Quantum-chemical study of the molecular structure of wheat grain mycotoxins

Currently, against the background of global climate change, there is an increasingly active dynamics of the spread of toxin-forming fungi on grain crops and the growth of their secondary metabolites. The scale of pollution is affected by temperature and humidity, which determines the activity of dangerous micromycetes of agricultural crops, which manifests itself when the storage conditions of the crop are violated. Mycotoxins create serious risks for grain crops, as they are the products of the vital activity of mold fungi and can contaminate grain. The content of mycotoxins in agricultural food raw materials, food products and feed is strictly regulated. Mycotoxins have a negative impact on the body of humans and animals.
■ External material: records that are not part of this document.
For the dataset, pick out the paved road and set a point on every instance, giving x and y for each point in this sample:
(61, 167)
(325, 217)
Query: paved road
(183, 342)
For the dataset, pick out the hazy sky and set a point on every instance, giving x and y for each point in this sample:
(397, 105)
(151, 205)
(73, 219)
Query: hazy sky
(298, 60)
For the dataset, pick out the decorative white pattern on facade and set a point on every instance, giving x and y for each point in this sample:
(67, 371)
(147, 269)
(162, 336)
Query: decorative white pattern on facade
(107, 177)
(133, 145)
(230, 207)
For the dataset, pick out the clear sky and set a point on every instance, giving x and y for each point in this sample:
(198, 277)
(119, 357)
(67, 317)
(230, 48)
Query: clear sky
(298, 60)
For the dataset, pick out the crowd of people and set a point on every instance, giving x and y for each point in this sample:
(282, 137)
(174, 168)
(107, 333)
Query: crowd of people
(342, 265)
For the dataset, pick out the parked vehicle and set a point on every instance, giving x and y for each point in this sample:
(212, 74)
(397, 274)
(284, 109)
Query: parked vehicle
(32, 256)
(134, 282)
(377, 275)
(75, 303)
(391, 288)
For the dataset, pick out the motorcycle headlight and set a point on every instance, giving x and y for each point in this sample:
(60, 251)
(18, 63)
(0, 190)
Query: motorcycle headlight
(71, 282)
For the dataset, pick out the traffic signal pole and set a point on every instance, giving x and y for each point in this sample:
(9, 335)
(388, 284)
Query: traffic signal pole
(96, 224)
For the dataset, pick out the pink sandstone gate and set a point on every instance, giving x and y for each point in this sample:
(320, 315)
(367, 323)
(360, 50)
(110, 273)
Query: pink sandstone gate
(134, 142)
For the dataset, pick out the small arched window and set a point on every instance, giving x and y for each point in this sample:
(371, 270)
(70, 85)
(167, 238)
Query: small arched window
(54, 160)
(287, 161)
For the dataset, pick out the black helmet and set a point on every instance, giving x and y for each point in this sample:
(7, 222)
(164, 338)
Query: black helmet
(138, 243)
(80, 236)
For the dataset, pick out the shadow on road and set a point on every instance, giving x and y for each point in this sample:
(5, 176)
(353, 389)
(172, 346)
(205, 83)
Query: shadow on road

In connection with the problem presented above, the search for and development of innovative methods of disinfection and a more detailed study of mycotoxins at the quantum-chemical level is relevant. The aim of this study was to investigate the geometric parameters, stability, and reactivity of mycotoxin molecules (Aflatoxin B1, Deoxynivalenol (DON), Zearalenone, T-2 toxin) that determine the risks of reducing the quality and safety of wheat grain obtained in extreme weather conditions. The mycotoxin study took into account such indicators as total energy, the energy of HOMO and LUMO molecular orbitals, Homo-LUMO gap, electron repulsion energy, vibration frequencies of IR spectra, and electrostatic potential maps. Quantum-chemical calculations generated a data array that will be useful for further studying the interaction of mycotoxins with wheat grain proteins. Thus, quantum-chemical methods open up new opportunities for studying mycotoxins and their properties through the use of quantum mechanics principles.